For the safe and reliable deployment of lithium-ion batteries, accurate state of
health (SOH) estimation is paramount. However, most existing data-driven
methodologies depend exclusively on single-modal data, such as voltage-capacity
or incremental capacity (IC) curves. Such limited data frequently fails to offer
a holistic understanding of the complex battery degradation process. To address
this limitation, this paper proposes a novel multi-modal feature fusion network.

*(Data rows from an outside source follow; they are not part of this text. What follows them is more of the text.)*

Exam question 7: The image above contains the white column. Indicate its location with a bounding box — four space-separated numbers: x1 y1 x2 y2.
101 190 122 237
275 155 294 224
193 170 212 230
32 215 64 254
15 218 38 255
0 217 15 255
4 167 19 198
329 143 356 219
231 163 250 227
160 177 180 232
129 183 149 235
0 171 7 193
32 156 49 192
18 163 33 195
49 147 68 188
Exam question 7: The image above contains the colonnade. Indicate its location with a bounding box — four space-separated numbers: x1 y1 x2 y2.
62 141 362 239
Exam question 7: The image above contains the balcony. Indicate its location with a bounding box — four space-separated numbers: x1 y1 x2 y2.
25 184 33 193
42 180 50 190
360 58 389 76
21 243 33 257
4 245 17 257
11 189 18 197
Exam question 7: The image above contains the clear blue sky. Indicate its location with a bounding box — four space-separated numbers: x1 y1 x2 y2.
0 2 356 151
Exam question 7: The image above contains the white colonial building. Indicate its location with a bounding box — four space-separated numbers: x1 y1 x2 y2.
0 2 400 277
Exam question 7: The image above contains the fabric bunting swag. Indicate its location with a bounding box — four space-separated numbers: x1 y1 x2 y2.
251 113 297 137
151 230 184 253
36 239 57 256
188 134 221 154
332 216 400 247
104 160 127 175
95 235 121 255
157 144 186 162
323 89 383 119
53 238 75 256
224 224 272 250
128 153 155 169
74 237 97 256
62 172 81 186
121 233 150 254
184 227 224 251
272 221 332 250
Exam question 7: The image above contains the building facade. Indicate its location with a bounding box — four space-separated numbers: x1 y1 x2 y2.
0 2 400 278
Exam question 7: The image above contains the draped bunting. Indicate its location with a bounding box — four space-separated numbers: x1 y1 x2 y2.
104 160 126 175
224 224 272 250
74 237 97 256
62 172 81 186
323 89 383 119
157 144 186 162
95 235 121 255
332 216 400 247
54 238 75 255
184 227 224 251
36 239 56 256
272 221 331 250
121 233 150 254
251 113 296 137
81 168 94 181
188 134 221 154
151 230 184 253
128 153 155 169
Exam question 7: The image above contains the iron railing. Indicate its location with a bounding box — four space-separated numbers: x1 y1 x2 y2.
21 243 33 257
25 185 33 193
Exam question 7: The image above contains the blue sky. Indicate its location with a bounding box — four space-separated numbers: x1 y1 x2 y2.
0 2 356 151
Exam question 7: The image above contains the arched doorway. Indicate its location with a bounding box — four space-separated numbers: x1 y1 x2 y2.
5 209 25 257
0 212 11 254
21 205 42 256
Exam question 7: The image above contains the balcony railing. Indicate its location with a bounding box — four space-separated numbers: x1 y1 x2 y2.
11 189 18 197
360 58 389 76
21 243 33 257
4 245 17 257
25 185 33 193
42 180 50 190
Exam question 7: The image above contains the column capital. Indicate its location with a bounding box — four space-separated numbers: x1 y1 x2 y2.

This network can effectively combine three different but complementary data
modalities: historical point features, voltage-capacity and IC sequence
features, as well as degraded image features. To this end, the framework
incorporates a one-dimensional convolutional neural network (1D-CNN) for
analyzing point features, leverages a Transformer encoder to process sequence
features, and employs ResNet for identifying spatio-temporal patterns in
degraded images. These heterogeneous features are then collaboratively
integrated through a fusion network. This model was validated on the CSIE
dataset, and the results showed that its performance was superior to that of the
single-modal method. At 0.5C discharge rate, the average RMSE of the fusion
model was 0.34%, the MAPE was 0.31%, and the R2 reached 0.9937. In
addition, this method demonstrates excellent robustness at different discharge
rates. Even at a high discharge rate like 3C, it can still maintain high
accuracy.